Del consejo humano al algoritmo
Durante años, las personas recurrieron a familiares, amigos o expertos para obtener orientación antes de tomar decisiones importantes. Hoy esa función está siendo asumida cada vez más por comunidades digitales, creadores de contenido, plataformas de recomendación y sistemas automatizados.
La confianza refleja ese cambio. En Latinoamérica, el 77% de los consumidores afirma confiar más en reseñas de usuarios reales que en contenidos patrocinados, mientras que el 93% reconoce que las opiniones online influyen directamente en sus decisiones de compra.

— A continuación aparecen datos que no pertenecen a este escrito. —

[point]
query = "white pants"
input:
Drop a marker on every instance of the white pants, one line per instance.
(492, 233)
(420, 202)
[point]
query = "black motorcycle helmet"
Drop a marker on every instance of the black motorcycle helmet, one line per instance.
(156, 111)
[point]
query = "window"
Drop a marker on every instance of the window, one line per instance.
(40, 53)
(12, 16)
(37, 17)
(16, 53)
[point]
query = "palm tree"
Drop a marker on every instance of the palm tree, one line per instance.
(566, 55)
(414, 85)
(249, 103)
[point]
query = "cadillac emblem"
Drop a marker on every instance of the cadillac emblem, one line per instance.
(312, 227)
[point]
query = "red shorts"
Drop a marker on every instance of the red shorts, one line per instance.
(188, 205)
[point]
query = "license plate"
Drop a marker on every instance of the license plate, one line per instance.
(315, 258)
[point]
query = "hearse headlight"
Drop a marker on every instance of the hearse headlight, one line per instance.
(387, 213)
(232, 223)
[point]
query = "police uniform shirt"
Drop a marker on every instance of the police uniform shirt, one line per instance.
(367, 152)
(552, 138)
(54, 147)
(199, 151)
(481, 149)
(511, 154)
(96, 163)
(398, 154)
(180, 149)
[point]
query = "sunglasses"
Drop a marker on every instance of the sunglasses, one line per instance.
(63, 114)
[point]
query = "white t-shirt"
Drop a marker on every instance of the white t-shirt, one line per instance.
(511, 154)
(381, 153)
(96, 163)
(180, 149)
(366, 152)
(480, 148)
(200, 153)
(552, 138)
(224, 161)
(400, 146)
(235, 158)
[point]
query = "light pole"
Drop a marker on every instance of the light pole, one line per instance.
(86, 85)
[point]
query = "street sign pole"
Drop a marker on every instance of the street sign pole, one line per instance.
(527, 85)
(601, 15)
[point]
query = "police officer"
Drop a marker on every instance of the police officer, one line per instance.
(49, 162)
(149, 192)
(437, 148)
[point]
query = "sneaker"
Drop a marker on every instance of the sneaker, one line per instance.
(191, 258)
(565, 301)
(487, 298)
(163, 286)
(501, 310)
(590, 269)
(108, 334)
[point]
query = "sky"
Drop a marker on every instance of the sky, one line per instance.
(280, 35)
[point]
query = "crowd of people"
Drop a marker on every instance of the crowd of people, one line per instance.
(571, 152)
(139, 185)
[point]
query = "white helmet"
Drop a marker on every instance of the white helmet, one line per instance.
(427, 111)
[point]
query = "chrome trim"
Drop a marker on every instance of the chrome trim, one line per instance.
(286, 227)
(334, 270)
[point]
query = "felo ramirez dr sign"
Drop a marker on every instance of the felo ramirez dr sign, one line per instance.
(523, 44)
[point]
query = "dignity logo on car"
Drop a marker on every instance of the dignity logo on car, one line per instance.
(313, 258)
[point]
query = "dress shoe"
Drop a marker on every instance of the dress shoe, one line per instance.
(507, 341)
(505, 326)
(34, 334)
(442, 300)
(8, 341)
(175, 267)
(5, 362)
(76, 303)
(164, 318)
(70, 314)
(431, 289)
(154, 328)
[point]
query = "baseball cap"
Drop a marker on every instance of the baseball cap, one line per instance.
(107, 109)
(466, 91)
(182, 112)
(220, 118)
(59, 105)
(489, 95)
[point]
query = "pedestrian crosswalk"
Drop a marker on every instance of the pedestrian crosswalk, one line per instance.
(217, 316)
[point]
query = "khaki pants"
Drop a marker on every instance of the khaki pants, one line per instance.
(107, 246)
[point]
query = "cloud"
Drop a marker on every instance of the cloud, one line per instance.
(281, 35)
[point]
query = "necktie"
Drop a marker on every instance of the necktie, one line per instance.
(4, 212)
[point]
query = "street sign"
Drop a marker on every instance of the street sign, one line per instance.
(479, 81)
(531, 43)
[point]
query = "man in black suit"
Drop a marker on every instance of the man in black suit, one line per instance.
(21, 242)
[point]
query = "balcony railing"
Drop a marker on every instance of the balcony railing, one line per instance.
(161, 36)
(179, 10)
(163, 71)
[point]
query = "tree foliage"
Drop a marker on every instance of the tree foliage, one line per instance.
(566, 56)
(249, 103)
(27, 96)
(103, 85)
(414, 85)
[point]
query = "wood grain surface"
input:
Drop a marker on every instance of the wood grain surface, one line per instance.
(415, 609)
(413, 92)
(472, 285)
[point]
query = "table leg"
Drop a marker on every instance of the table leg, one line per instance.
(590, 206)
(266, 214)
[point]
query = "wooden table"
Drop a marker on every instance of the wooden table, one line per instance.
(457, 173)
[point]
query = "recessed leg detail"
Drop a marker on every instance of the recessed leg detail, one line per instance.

Estos comportamientos evidencian una transición hacia modelos de decisión cada vez más asistidos, donde la recomendación deja de ser un complemento y empieza a convertirse en una parte central del proceso de elección. La inteligencia artificial representa el siguiente paso de esa evolución. Cada vez más consumidores están dispuestos a utilizar sistemas capaces de filtrar alternativas, priorizar posibilidades y reducir el esfuerzo necesario para decidir.
“La economía digital ha estado dominada por la atención. Hoy comienza a emerger otro desafío: la capacidad de procesar información y convertirla en decisiones. En un entorno donde las opciones se multiplican constantemente, las recomendaciones, las comunidades digitales y la inteligencia artificial están adquiriendo un papel cada vez más importante como mecanismos para simplificar la complejidad”, señala Pineda.
La principal conclusión del estudio es que los consumidores están evolucionando desde un modelo basado en la búsqueda activa de información hacia otro donde la validación externa y la asistencia algorítmica tienen un peso creciente.
La promesa original de internet era ayudar a las personas a encontrar respuestas. El desafío que empieza a emerger ahora es diferente: quién decide cuando existen demasiadas respuestas disponibles.